Le comte de Neipperg, mari de la veuve de Napoléon ? — Mort.

La comtesse Tolstoï ? — Morte.

Son grand et jeune fils ? — Mort,

Mon hôte du palais Lorenzi ? — Mort[1].

Si tant d’hommes couchés avec moi sur le registre du congrès se sont fait inscrire à l’obituaire ; si des peuples et des dynasties royales ont péri ; si la Pologne a succombé ; si l’Espagne est de nouveau anéantie ; si je suis allé à Prague m’enquérir des restes fugitifs de la grande race dont j’étais le représentant à Vérone, qu’est-ce donc que les choses de terre ? Personne ne se souvient des discours que nous tenions autour de la table du prince de Metternich ; mais, ô puissance du génie ! aucun voyageur n’entendra jamais chanter l’alouette dans les champs de Vérone sans se rappeler Shakespeare.

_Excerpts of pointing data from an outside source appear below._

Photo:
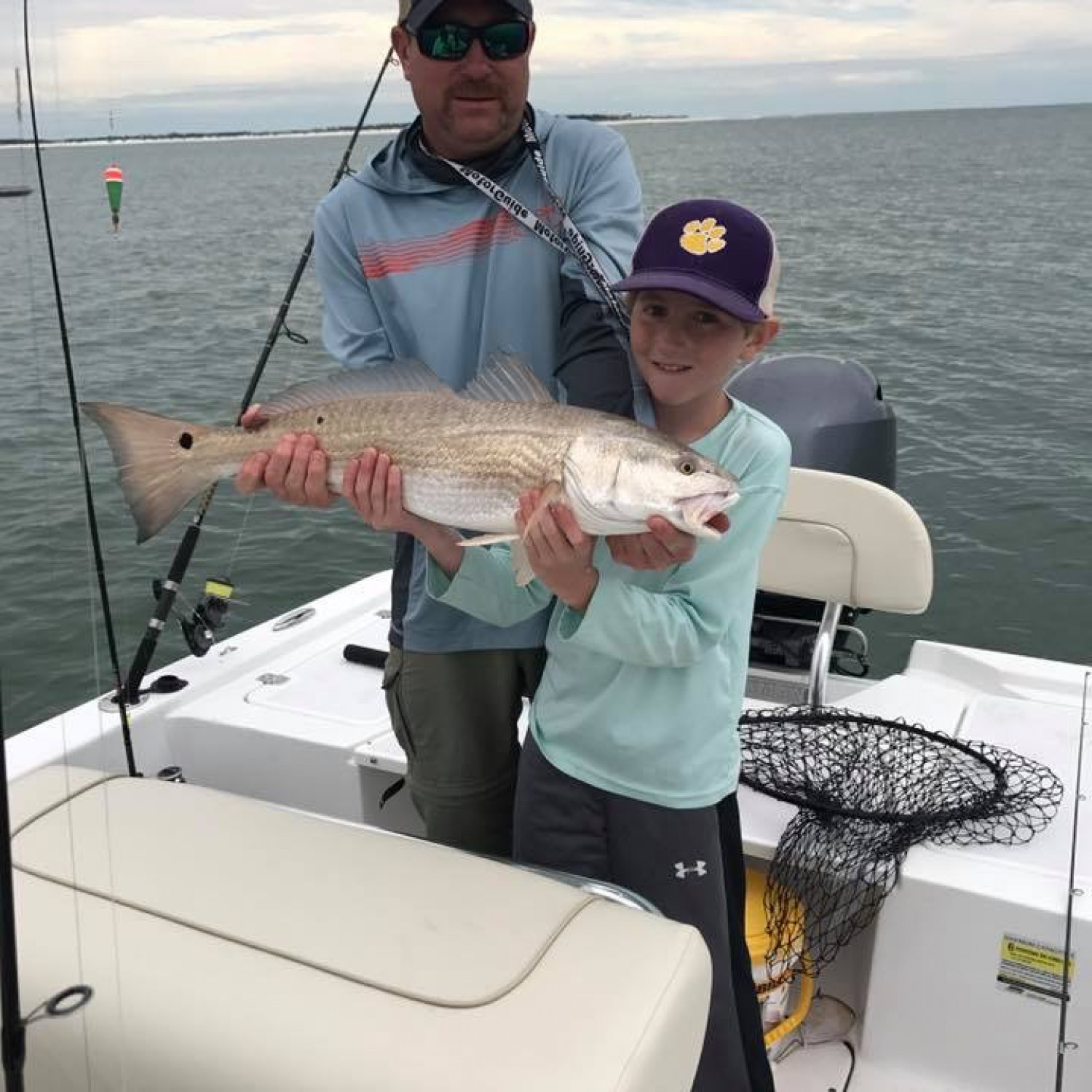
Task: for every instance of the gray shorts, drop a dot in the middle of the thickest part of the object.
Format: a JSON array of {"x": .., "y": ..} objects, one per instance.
[{"x": 456, "y": 714}]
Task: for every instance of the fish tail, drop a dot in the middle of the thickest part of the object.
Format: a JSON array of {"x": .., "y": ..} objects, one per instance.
[{"x": 155, "y": 460}]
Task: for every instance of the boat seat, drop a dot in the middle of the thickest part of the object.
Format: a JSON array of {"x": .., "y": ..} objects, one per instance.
[
  {"x": 849, "y": 542},
  {"x": 236, "y": 945}
]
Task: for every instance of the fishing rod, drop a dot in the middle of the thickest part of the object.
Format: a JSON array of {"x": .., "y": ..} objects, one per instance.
[
  {"x": 167, "y": 590},
  {"x": 74, "y": 403},
  {"x": 13, "y": 1037},
  {"x": 1064, "y": 1045}
]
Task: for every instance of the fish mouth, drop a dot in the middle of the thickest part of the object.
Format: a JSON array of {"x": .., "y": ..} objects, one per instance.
[{"x": 697, "y": 511}]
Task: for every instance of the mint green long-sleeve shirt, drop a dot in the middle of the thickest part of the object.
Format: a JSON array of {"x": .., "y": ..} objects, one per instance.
[{"x": 642, "y": 692}]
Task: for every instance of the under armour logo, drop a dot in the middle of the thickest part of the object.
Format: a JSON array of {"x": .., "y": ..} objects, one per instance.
[{"x": 681, "y": 871}]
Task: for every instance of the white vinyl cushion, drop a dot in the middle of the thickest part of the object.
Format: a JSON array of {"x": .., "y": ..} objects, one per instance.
[
  {"x": 236, "y": 945},
  {"x": 845, "y": 539}
]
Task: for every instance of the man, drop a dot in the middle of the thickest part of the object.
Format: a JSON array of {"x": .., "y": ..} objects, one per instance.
[{"x": 414, "y": 260}]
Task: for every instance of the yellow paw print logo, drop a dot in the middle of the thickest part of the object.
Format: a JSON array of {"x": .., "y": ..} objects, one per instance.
[{"x": 703, "y": 236}]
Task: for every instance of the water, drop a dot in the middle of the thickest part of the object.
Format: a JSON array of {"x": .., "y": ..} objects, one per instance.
[{"x": 948, "y": 251}]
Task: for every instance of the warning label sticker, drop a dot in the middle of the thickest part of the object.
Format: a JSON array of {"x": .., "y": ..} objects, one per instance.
[{"x": 1033, "y": 969}]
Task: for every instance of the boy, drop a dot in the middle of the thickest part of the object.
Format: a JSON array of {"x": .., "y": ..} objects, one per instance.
[{"x": 630, "y": 767}]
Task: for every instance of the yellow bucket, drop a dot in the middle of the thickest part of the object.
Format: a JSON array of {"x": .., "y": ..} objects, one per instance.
[{"x": 782, "y": 1011}]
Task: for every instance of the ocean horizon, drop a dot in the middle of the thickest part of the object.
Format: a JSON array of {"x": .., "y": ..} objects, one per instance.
[{"x": 945, "y": 250}]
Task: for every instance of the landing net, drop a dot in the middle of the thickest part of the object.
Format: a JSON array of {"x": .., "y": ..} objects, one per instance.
[{"x": 869, "y": 790}]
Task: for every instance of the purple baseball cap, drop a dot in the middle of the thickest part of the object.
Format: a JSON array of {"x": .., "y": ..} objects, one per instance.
[
  {"x": 415, "y": 13},
  {"x": 716, "y": 250}
]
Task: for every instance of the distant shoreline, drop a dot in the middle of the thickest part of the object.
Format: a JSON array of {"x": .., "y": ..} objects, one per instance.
[
  {"x": 614, "y": 119},
  {"x": 388, "y": 127}
]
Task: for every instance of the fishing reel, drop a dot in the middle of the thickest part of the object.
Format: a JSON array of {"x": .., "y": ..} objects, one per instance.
[{"x": 209, "y": 615}]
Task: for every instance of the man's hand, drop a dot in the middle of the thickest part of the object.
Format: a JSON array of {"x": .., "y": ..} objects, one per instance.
[
  {"x": 373, "y": 485},
  {"x": 294, "y": 471},
  {"x": 558, "y": 550},
  {"x": 662, "y": 546}
]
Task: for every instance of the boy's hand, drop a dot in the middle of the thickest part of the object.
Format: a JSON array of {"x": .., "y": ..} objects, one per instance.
[
  {"x": 662, "y": 546},
  {"x": 558, "y": 550}
]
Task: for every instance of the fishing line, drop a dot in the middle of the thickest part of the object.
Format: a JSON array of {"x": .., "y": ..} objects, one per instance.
[
  {"x": 168, "y": 587},
  {"x": 74, "y": 400},
  {"x": 1064, "y": 1045}
]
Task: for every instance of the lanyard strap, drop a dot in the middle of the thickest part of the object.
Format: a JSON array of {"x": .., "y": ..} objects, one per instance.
[{"x": 569, "y": 242}]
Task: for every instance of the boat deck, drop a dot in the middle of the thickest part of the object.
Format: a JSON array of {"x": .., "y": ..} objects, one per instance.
[{"x": 280, "y": 714}]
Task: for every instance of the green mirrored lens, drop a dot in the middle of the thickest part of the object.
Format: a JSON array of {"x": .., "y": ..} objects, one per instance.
[
  {"x": 447, "y": 43},
  {"x": 505, "y": 39},
  {"x": 451, "y": 41}
]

Chacun de nous, en fouillant à diverses profondeurs dans sa mémoire, retrouve une autre couche de morts, d’autres sentiments éteints, d’autres chimères qu’inutilement il

  1. Dans son Congrès de Vérone, publié en 1838, Chateaubriand complète ainsi cet Appel des personnages de Vérone et de la guerre d’Espagne ? « Combien manque-t-il encore de personnages parmi ceux que l’on a comptés pendant la guerre d’Espagne. Ferdinand VII n’est plus, Mina n’est plus, M. de Rayneval n’est plus, sans parler du premier de tous à mes yeux, de Carrel, échappé des champs de la Catalogne et tombé à Vincennes. Carrel, je vous félicite d’avoir, d’un seul pas, achevé le voyage dont le trajet prolongé devient si fatigant et si désert. J’envie ceux qui sont partis avant moi : comme les soldats de César, à Brindes, du haut des rochers du rivage, je jette ma vue sur la grande mer ; je regarde vers l’Épire, dans l’attente de voir revenir les vaisseaux qui ont passé les premières légions pour m’enlever à mon tour. » (Congrès de Vérone, deuxième partie, chapitre XXVII).